If he sleeps on his back then pillows under the knees (or a wedge) and sometimes under the lower legs will help or if he sleeps in his side pillows between the legs and supporting back and front as he finds comfortable.
When he's sitting - look for his legs to be as supported as possible and the sides of his trunk too - if he needs it.
Then build on what Nari said - start him in the FABER position and get him to repeatedly DF, concentrating on the sensation of the movment from initiation through to release. Don't exercise to fatigue. He needs to relearn the sensation of creating the movement and of the movement itself. Then very gradually see whether he can retain the movement while slowly decreasing the FABER position.
It may be the synergy pattern that helped to elicit active DF or it may be that the leg is very supported in that position, allowing a decrease i tone to occur which then allows movement.
Try eliciting the movement in different positions while having the leg fully supported and see whether that helps.
Hope that helps and let us know how he's doing.
Clare
Erica
25-02-2008, 03:22 PM
Thanks Clare. Will try that when he comes in tomorrow. I'll be back with an update after.
Erica
bobmfrptx
26-02-2008, 03:53 AM
Erica,
I have used EMS to the anterior tib to provide a feedback loop in order to reestablish proprioception. Usually after 10 to 12 10 second contractions the client has better active control. I use 10 sec on 10 sec off and sustain the contraction with active recruitment as well to tolerance. Didn't look at the literature about this, but clinically it helps the client "find" the right switch for active control.
bob
Erica
26-02-2008, 05:25 AM
Hi Bob,
I made an attempt at that a couple of weeks ago-but abandoned it for some reason. Don't remember why-I think I was focussing more on flexibility and decreasing tone. There is so much to work on with this guy-I could take my pick on any given day. Maybe I'll try it again.
Erica
bobmfrptx
26-02-2008, 01:45 PM
Erica
I find that if it will work it works the first time. The EMS seems to provide necessary feedback loop to combat the muscle amnesia. Give it another try in varying positions of the LE and trunk inclination.
Bob
Erica
27-02-2008, 04:53 AM
Saw my patient today. I did my usual stretching and then put him in the Faber position and there he went again with the dorsi flexion, actively and with some measurable control. We persisted with that for a while and then I brought out the mirror box.
He began actively dorsiflexing his left foot while the right one was in the box and after about 1 minute he said I think my right foot wants to move and I said, "well let it move" and it did! IT WAS WILD.
Was it as good as the left? No way, but it was moving and moving better than it did last week. I could have spent all day with this guy dorsiflexing his foot in the mirrox box. After a while the foot got tired and he had to take a rest but let me tell you, for lack of a better word, this was spectacular to see I have to say. I must admit he was impressed too.
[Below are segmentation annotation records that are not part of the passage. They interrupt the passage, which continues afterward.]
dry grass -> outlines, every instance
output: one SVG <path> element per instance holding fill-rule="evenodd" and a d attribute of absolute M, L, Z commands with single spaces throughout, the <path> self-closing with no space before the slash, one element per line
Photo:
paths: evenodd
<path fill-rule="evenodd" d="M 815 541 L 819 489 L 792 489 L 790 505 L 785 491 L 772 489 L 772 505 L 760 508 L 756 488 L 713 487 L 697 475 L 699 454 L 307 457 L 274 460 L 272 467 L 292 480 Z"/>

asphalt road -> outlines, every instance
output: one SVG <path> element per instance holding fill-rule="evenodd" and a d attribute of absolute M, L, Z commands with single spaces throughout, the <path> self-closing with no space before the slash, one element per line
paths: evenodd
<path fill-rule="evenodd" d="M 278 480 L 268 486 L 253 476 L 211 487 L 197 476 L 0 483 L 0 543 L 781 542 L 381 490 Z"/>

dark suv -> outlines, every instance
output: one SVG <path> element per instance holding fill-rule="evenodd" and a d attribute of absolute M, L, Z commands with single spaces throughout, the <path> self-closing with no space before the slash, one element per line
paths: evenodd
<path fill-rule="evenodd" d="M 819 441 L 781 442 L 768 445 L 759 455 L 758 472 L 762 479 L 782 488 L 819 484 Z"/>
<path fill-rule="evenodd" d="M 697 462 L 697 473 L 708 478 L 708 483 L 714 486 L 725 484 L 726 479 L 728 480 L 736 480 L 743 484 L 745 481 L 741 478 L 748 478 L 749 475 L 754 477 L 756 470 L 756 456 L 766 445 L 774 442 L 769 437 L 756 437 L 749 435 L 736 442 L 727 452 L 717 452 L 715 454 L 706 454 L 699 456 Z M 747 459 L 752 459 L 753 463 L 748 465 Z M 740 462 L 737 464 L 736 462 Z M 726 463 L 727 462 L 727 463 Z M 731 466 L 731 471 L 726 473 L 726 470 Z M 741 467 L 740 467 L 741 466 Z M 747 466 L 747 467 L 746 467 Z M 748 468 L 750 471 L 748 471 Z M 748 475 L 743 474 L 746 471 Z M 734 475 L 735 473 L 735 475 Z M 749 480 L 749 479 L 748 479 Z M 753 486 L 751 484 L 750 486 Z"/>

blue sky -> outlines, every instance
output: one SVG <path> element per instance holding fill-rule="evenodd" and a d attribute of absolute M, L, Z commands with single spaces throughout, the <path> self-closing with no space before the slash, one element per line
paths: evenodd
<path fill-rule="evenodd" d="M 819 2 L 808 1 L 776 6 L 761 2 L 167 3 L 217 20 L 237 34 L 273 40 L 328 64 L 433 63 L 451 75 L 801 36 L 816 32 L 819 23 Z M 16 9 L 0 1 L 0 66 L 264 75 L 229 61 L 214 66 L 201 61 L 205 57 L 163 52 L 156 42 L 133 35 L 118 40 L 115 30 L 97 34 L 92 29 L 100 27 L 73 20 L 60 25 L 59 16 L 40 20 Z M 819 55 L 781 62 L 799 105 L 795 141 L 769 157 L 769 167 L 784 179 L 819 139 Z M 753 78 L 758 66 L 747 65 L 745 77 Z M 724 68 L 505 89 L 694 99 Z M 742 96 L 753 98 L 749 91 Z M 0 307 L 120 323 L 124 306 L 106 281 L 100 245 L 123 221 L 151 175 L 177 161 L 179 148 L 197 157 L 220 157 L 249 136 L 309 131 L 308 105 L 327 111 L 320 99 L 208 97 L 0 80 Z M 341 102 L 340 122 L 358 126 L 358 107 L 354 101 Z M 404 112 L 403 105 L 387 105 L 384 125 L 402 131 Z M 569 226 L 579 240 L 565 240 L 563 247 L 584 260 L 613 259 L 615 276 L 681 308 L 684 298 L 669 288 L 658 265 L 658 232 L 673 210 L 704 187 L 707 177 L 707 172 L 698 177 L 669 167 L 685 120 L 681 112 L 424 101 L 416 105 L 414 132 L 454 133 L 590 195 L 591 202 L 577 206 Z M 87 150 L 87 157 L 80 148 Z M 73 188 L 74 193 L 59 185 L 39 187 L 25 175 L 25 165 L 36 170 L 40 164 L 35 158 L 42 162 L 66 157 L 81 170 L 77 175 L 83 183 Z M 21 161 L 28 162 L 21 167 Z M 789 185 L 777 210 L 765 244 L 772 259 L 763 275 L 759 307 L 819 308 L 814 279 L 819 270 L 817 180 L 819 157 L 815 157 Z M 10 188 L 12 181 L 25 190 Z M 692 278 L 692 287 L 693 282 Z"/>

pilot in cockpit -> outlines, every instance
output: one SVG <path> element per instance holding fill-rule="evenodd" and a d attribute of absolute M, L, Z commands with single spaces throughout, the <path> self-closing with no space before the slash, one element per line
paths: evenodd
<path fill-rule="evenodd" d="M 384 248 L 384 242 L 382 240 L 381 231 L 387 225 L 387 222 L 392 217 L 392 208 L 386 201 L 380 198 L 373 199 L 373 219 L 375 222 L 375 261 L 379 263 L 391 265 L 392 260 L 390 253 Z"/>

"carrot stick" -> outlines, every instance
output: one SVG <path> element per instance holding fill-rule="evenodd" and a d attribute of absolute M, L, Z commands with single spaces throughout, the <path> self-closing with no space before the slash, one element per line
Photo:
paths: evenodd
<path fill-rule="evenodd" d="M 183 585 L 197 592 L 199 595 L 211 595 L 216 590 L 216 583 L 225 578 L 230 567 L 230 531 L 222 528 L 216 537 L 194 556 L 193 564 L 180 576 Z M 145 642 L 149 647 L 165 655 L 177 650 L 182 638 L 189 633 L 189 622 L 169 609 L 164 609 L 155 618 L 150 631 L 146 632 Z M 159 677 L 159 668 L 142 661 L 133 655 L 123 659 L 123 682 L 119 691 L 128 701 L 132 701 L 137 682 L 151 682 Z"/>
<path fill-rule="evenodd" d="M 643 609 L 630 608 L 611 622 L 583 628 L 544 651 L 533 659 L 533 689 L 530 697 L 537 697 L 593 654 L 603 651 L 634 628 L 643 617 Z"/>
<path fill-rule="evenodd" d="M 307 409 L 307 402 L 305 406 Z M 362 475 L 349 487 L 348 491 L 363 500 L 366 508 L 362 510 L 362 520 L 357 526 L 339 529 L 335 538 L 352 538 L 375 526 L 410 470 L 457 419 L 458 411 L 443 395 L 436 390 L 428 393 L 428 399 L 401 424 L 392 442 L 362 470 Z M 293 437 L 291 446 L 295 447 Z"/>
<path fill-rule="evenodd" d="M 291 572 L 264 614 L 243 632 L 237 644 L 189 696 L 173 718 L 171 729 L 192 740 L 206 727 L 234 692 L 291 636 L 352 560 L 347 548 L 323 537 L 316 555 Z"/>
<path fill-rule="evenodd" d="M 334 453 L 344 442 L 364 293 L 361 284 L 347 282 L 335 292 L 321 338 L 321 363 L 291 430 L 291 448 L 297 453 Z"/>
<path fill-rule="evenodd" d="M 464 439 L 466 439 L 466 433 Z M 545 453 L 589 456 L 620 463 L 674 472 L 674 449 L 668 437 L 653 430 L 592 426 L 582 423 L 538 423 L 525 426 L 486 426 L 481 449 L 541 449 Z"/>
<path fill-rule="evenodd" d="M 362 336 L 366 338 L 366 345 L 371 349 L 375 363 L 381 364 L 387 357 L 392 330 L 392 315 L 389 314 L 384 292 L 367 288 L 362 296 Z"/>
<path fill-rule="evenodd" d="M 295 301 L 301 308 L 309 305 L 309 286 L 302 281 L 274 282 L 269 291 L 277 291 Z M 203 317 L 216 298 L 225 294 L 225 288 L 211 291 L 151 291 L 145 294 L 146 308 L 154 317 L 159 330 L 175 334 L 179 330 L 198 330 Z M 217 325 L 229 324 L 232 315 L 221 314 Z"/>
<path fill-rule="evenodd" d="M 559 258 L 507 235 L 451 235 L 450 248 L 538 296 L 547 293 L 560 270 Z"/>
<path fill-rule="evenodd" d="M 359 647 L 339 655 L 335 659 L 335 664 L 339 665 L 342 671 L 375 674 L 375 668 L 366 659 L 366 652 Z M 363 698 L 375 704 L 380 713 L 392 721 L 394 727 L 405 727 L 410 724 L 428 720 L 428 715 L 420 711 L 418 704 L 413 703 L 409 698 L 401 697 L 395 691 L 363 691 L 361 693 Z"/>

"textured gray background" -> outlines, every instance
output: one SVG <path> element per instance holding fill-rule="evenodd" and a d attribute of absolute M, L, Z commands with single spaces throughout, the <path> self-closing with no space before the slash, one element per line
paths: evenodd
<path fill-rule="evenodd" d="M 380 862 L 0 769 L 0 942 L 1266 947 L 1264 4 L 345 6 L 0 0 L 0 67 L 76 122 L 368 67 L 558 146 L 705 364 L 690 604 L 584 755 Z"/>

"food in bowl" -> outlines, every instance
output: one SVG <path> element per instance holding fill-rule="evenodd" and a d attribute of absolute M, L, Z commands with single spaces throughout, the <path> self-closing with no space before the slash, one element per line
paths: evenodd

Love the mirror box! :thumbs_up
Erica
Mirrors are great, aren't they?
Did he understand the neurology behind mirrors? On the other hand he was probably so excited he couldn't care less for now.
Nari
Erica
27-02-2008, 03:00 PM
Hi Nari,
I explained the neurology behind it for him and I think he grasped the concept more or less. But you are right, he was so fixated on the other foot moving, it probably went in one ear and out the other, so to speak!